Tensor Fusion Deployment for VM/BareMetal
Note that TensorFusion GPU pool runs on Kubernetes, thus you need to choose one or more servers to install Kubernetes master and add GPU servers as Kubernetes nodes to the cluster, it won't impact your existing VM/BareMetal environment and existing none containerized services.
Afterwards, you can migrate existing services to use Local or Remote GPU workers created by TensorFusion.
Prerequisites
- At least one Linux VM or BareMetal with GPU card mounted.
- Access to DockerHub
NOTE
The installation would take 3-7 minutes to complete.
Step 1. Install K3S Master
Choose one VM/BareMetal to install K3S to offer a simple Kubernetes environment. You can also use other ways to initialize a Kubernetes.
curl -sfL https://get.k3s.io | sh -s - server --tls-san $(curl -s https://ifconfig.me)

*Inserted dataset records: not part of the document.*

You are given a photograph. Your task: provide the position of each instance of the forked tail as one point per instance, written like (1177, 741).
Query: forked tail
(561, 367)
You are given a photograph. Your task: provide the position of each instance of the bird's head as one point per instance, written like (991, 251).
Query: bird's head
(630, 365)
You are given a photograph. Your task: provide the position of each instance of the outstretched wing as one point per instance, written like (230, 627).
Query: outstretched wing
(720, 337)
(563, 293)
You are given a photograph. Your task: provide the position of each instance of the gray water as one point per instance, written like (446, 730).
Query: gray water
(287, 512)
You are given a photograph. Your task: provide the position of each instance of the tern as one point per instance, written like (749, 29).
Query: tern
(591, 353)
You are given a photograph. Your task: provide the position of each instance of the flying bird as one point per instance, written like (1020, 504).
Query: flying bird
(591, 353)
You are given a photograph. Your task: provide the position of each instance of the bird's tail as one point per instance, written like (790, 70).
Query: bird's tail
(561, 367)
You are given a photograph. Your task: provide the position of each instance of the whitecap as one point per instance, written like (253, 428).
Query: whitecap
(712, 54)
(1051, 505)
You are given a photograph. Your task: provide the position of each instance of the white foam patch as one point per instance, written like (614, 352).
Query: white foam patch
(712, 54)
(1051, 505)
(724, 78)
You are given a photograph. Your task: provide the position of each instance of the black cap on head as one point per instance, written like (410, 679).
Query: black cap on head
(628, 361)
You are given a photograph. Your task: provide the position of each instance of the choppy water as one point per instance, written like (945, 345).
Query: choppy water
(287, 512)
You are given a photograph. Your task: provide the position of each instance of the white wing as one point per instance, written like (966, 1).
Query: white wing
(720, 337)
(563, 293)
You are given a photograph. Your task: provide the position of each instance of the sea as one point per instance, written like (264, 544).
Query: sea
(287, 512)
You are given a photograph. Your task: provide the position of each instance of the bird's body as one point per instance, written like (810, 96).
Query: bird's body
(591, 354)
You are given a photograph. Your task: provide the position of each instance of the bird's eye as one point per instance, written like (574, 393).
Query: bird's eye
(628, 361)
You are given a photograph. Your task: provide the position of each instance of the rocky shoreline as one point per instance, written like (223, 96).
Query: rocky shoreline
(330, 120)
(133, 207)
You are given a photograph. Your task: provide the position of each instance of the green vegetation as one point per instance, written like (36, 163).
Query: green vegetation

If your K3S master has GPU cards and want the GPU resources to be scheduled by TensorFusion, complete step 2 on this server first, and then run the following command
curl -sfL https://get.k3s.io | INSTALL_K3S_EXEC="--node-label nvidia.com/gpu.present=true \
--node-label feature.node.kubernetes.io/cpu-model.vendor_id=NVIDIA \
--node-label feature.node.kubernetes.io/pci-10de.present=true" \
sh -s - server --tls-san $(curl -s https://ifconfig.me)
Then get the token to add more GPU nodes
cat /var/lib/rancher/k3s/server/node-token
Step 2. GPU Node Setup
Since TensorFusion system runs in containerized environment, you need configure NVIDIA Container Toolkit before install K3S Agent in GPU Nodes. Refer NVIDIA Container Toolkit for more details.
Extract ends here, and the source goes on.